The writing was on the wall for Robert Mugabe last night. It was pinned to the side of polling tents, posted on school fences and written on the walls of community halls. The election results that Zimbabwe's president had made every effort to rig were coming in against him.
First to go were his chief lieutenants as, one by one, they lost their parliamentary seats. The list read like a Who's Who of corruption, fraud, intimidation and robbery: Joyce Mujuru, the vice-president and mistress of a vast confiscated estate outside the capital; Patrick Chinamasa the man who perverted the justice system to serve the regime; and Didymus Mutasa the man who amassed millions of pounds worth of stolen farms.
At least nine of Mr Mugabe's politburo, his inner circle, were out of a job according to official results posted at polling stations in their own constituencies.
As evidence emerged of what appeared to be a landslide for opposition leader Morgan Tsvangirai, Zimbabwe's electoral commission – Mugabe placemen all – were hiding out in the capital, refusing to release results of the presidential poll.
What nobody could stop were independently verified, lawfully reported parliamentary and senate results as the count finished at each of the 9,000 polling stations nationwide. And the early results were stunning.
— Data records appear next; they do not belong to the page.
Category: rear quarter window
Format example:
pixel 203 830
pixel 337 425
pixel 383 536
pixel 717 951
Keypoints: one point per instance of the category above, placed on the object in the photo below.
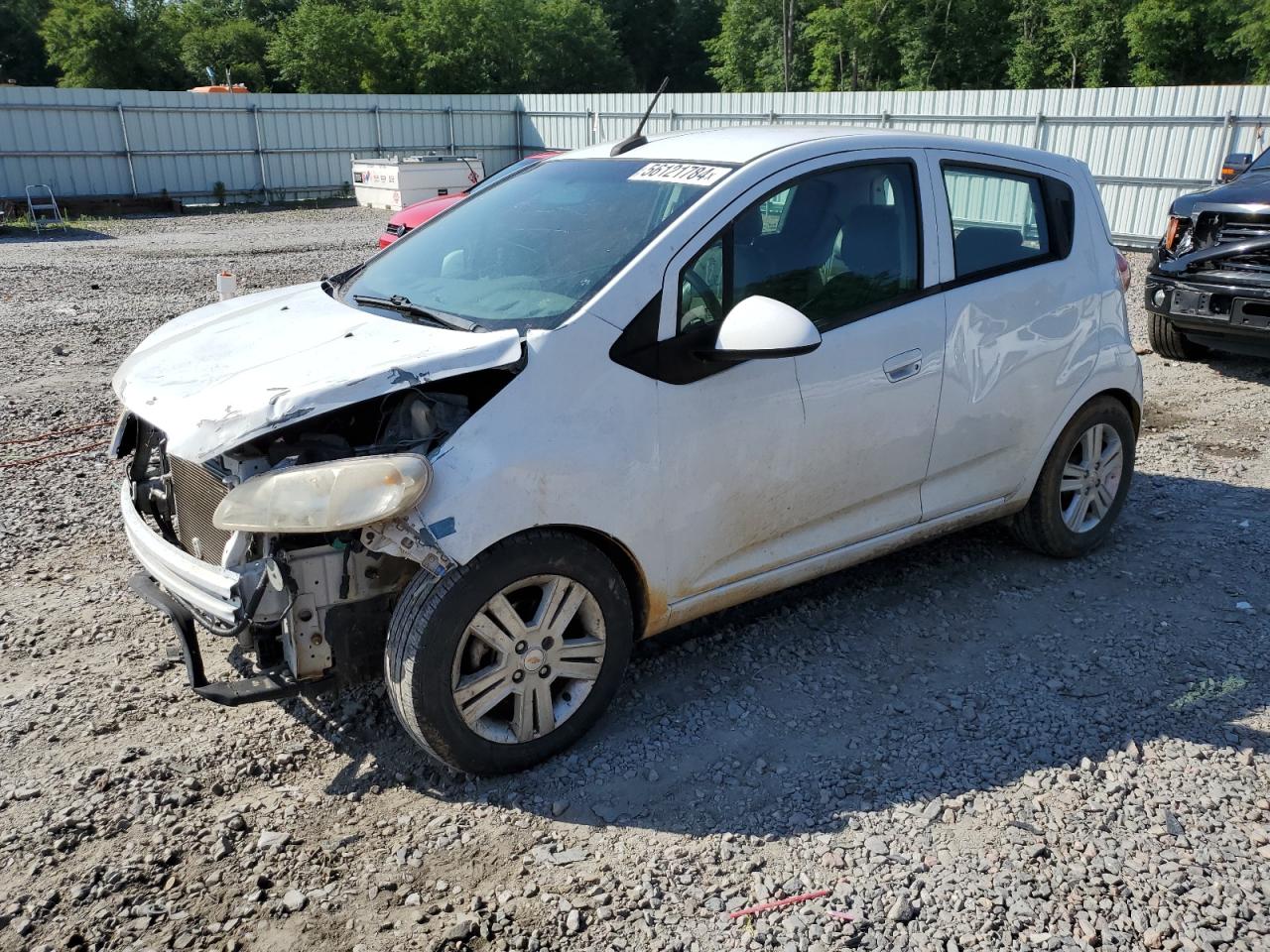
pixel 1005 220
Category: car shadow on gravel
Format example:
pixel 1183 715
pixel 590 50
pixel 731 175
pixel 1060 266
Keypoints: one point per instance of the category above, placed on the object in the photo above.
pixel 959 665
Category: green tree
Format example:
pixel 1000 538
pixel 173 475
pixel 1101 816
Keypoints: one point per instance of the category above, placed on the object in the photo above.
pixel 112 44
pixel 322 48
pixel 235 46
pixel 454 46
pixel 852 46
pixel 22 49
pixel 1034 45
pixel 644 32
pixel 695 22
pixel 1254 39
pixel 758 48
pixel 947 45
pixel 1089 40
pixel 1175 42
pixel 572 49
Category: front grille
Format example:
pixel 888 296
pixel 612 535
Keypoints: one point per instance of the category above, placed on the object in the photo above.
pixel 195 493
pixel 1241 227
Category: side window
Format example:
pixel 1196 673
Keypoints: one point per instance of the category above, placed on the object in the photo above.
pixel 998 218
pixel 701 290
pixel 833 245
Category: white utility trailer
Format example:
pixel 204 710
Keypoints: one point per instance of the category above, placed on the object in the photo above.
pixel 397 181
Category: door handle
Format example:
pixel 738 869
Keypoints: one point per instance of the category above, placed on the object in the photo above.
pixel 903 366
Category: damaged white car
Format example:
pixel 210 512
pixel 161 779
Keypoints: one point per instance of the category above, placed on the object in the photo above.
pixel 625 389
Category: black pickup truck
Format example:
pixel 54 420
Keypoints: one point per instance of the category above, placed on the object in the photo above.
pixel 1209 277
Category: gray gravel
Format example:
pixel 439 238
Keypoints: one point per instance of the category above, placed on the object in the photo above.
pixel 970 747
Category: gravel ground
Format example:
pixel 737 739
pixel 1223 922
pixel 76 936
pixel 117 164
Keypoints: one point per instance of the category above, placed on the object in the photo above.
pixel 970 747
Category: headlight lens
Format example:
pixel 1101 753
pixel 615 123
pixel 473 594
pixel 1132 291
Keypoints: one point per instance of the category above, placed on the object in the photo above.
pixel 1178 227
pixel 345 494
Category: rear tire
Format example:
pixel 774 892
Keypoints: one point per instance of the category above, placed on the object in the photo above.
pixel 543 619
pixel 1169 341
pixel 1055 522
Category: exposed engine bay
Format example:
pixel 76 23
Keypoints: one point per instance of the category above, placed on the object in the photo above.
pixel 318 603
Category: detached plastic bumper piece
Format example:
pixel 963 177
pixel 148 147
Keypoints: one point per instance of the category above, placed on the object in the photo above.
pixel 271 684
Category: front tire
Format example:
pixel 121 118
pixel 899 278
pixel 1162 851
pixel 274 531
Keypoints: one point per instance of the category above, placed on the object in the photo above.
pixel 509 658
pixel 1169 341
pixel 1083 483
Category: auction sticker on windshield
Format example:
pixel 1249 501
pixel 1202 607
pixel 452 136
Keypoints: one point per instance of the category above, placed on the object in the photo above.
pixel 683 173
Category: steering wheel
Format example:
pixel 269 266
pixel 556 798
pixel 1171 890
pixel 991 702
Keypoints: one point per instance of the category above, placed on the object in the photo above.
pixel 705 293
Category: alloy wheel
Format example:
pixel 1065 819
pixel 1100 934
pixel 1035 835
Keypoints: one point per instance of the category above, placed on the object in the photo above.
pixel 529 658
pixel 1091 477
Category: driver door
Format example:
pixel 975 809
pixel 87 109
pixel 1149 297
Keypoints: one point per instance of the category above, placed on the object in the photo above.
pixel 776 460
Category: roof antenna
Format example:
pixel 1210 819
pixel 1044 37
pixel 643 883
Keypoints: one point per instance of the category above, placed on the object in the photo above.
pixel 636 139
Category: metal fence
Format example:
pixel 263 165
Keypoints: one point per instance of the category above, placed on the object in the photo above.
pixel 1144 145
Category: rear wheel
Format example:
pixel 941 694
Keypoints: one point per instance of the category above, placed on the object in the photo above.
pixel 1169 341
pixel 1083 484
pixel 513 656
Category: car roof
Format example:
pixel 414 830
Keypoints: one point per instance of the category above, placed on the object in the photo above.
pixel 744 144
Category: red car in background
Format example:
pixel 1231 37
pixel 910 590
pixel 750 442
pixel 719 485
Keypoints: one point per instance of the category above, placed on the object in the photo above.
pixel 416 214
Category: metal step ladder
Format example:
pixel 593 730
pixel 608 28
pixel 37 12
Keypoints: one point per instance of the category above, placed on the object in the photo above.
pixel 40 198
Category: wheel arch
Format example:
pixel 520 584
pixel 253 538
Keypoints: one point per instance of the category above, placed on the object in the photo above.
pixel 1119 394
pixel 644 603
pixel 1130 405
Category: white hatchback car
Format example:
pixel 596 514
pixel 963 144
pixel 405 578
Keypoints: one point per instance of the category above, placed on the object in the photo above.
pixel 625 389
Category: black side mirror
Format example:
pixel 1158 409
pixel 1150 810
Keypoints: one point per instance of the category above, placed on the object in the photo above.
pixel 1234 166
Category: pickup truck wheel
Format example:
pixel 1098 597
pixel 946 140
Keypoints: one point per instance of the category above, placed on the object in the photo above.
pixel 1169 341
pixel 511 657
pixel 1083 484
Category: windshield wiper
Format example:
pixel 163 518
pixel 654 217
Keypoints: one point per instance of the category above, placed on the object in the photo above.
pixel 403 304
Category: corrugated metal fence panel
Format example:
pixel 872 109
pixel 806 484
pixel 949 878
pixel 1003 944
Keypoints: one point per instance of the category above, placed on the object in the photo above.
pixel 1144 145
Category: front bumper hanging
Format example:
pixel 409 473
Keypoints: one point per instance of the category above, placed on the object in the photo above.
pixel 271 684
pixel 1206 304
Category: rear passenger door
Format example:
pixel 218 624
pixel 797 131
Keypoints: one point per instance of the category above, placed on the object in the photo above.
pixel 1021 321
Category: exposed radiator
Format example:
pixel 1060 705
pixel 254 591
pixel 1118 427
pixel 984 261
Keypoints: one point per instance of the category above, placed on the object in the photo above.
pixel 195 494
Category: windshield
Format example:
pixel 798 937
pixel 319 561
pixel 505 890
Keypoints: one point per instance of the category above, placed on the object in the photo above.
pixel 532 250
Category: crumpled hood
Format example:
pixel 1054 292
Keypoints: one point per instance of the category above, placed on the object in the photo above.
pixel 1252 188
pixel 232 371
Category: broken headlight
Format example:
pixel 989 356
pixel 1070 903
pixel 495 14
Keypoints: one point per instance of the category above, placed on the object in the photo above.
pixel 1178 238
pixel 344 494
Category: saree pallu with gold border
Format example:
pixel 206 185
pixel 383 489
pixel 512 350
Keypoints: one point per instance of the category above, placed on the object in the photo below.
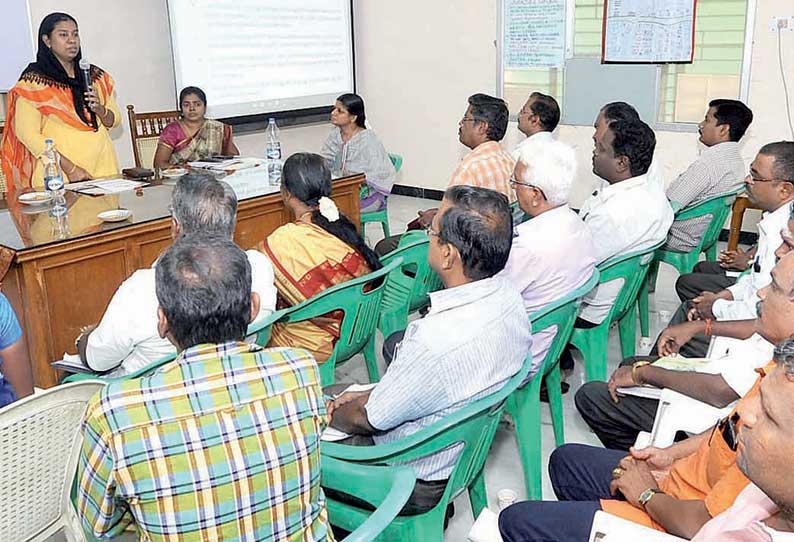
pixel 307 260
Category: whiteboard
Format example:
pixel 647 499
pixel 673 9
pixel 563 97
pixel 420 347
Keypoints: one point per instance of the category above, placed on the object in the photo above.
pixel 648 31
pixel 17 42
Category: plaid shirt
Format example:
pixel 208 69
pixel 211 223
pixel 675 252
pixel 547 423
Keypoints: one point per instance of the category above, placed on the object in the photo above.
pixel 221 444
pixel 487 166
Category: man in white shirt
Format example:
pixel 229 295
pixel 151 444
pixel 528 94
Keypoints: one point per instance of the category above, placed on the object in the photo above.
pixel 630 214
pixel 126 338
pixel 540 270
pixel 537 120
pixel 770 185
pixel 436 372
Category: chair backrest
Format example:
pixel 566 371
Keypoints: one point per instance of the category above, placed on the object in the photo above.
pixel 632 268
pixel 717 207
pixel 145 129
pixel 387 489
pixel 562 314
pixel 396 161
pixel 473 426
pixel 408 288
pixel 359 300
pixel 39 445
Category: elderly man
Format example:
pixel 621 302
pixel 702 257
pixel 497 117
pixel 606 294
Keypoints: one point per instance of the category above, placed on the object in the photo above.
pixel 481 128
pixel 435 372
pixel 764 511
pixel 770 185
pixel 537 120
pixel 126 338
pixel 221 444
pixel 719 169
pixel 696 479
pixel 542 271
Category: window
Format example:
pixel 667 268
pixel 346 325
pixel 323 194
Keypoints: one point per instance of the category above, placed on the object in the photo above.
pixel 684 89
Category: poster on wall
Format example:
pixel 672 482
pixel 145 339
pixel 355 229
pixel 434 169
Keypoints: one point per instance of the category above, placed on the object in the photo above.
pixel 534 34
pixel 648 31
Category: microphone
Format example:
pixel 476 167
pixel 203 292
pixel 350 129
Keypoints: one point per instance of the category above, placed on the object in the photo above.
pixel 85 69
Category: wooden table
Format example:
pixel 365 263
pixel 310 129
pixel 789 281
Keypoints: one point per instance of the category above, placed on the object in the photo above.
pixel 58 281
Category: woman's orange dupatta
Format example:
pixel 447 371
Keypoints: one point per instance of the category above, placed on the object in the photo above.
pixel 51 99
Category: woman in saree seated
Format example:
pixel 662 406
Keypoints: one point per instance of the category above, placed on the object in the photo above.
pixel 352 148
pixel 193 137
pixel 320 249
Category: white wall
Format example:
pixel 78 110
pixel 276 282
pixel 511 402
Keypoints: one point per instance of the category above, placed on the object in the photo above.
pixel 417 62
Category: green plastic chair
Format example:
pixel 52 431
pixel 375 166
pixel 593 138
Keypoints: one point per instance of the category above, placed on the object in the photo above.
pixel 406 292
pixel 718 208
pixel 473 426
pixel 524 403
pixel 381 215
pixel 592 342
pixel 359 299
pixel 386 488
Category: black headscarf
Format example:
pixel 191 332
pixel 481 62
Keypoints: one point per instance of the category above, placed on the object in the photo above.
pixel 49 70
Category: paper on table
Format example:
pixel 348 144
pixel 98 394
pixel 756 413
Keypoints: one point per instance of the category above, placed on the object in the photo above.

Provisional findings, leaked to The Independent last night by a senior source at the electoral commission, indicated that Mr Tsvangirai's Movement for Democratic Change had taken 191 of 210 parliamentary seats, with the remainder split between the ruling Zanu-PF and the smaller MDC faction backing the ruling party defector Simba Makoni.
Were those results to be reflected in the presidential contest, as expected, it would deliver a resounding first round victory to Mr Tsvangirai, a former union leader, and bring down the curtain on the only president Zimbabwe has ever known.
There was not a word from the man who turned one of Africa's most promising economies into an impoverished, intimidated and emptying country. Or from the man who withstood beatings, imprisonment and death threats but who, last night, appeared set to replace him.
For that to happen, Mr Tsvangirai would need to collect at least 51 per cent of the vote, otherwise the two leading candidates would go to a run-off in three weeks' time.
Throughout the day, state television ignored the most important election since independence in 1980, broadcasting a bizarre mixture of cartoons, church sermons and 1970s football matches.
At the MDC headquarters in Zimbabwe's second city, Bulawayo, the excitement was palpable as the whiteboards covering the flaking walls began to fill up with poll counts – numbers that could finally amount to change.
Into the middle of the melee was Dorcas Sibanda, a single mother with four young children, and also one of the newly elected MDC MPs for Bulawayo. "In my constituency, [Mugabe] got nothing," she said. "We knew people had made up their mind, we went door to door, and people said he had to go. If he won't go, it will cause chaos, people know what has happened. He needs to pack his bags and leave the State House." Pausing for hugs and high-fives with colleagues, she continued: "They're going into the garbage dump of history where they belong."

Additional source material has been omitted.